Petite rétrospective du cas Crimée (je vais tenter de faire rapide). Sebastopol était laissé aux bons soins des russes à l’indépendance pour des raisons de « courtoisie » dirons nous. Mais l’Otan finit par faire pression en sourdine fin des années 2000 et l’Ukraine indiquera que la reconduction de l’accord avec la Russie sur la disponibilité de Sebastopol serait remise en question. Cette simple évocation suffit à mettre en branle toute une série de conséquences logiques à commencé par le premier domino : sans base navale majeure, la Russie n’a plus de possibilité de soutenir sa marine pour la mer méditerranée et l’océan indien (enfin le moyen orient surtout). Comme ils ne sont pas du genre à regarder la situation leur devenir défavorable : Guerre de Géorgie, Ossétie du sud et Abkhazie dans la poche. Les infrastructures resteront à construire mais ça permet de ne pas finir trop déplumé. Et plus tardivement l’annexion de la Crimée par les petits hommes verts ce qui aurait dû être dés le départ combattu.

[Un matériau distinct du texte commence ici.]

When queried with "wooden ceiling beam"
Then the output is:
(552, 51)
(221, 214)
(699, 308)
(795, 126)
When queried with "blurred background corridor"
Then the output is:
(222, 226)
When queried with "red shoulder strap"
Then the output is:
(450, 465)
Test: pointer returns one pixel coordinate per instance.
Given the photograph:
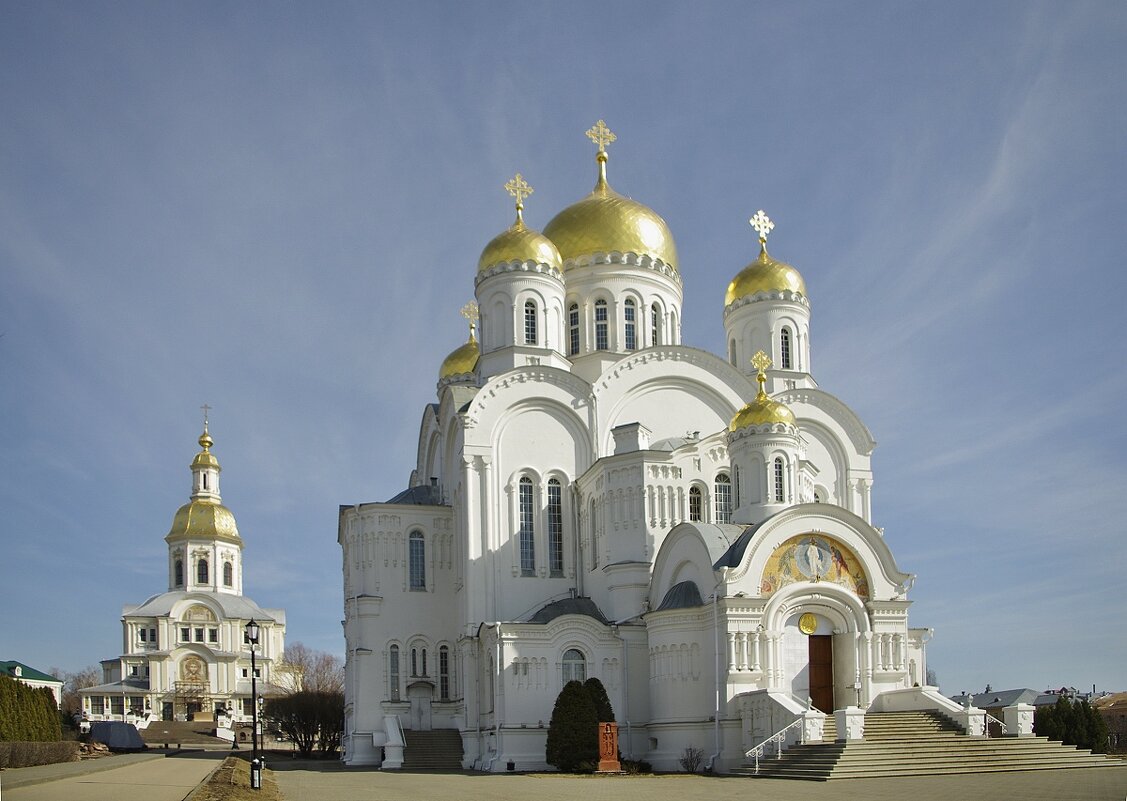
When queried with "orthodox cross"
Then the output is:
(518, 188)
(762, 223)
(471, 313)
(601, 135)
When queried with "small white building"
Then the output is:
(185, 652)
(593, 498)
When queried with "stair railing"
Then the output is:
(778, 740)
(992, 719)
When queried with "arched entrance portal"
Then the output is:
(808, 659)
(419, 694)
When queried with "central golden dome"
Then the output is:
(605, 222)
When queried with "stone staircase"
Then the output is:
(921, 744)
(438, 749)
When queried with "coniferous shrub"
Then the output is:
(597, 693)
(573, 733)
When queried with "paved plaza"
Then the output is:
(154, 777)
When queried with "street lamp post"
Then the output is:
(256, 770)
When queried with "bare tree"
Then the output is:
(89, 676)
(316, 672)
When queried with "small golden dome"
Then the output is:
(204, 519)
(762, 409)
(606, 222)
(464, 359)
(765, 274)
(520, 243)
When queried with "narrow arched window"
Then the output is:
(630, 317)
(601, 341)
(417, 561)
(555, 527)
(575, 666)
(444, 673)
(722, 498)
(526, 534)
(393, 673)
(530, 322)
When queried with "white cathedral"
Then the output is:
(185, 652)
(593, 498)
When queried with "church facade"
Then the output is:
(185, 653)
(592, 498)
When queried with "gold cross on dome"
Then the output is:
(762, 223)
(518, 188)
(601, 135)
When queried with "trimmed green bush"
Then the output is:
(27, 713)
(573, 735)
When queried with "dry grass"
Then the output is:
(231, 782)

La Russie ne peut pas perdre la Crimée, c’est un enjeu stratégique majeur et elle le défend car nous avons œuvré pour lui soustraire. Poutine va chercher à reprendre la main, donner l’impression qu’une position de force lui est favorable pour négocier des oblasts de pacotilles mais surtout la Crimée !

Notre problème sera de faire avaler à Zelinsky cette perte qu’il ne voudra pas lacher mais la guerre ne cessera pas sans cette concession.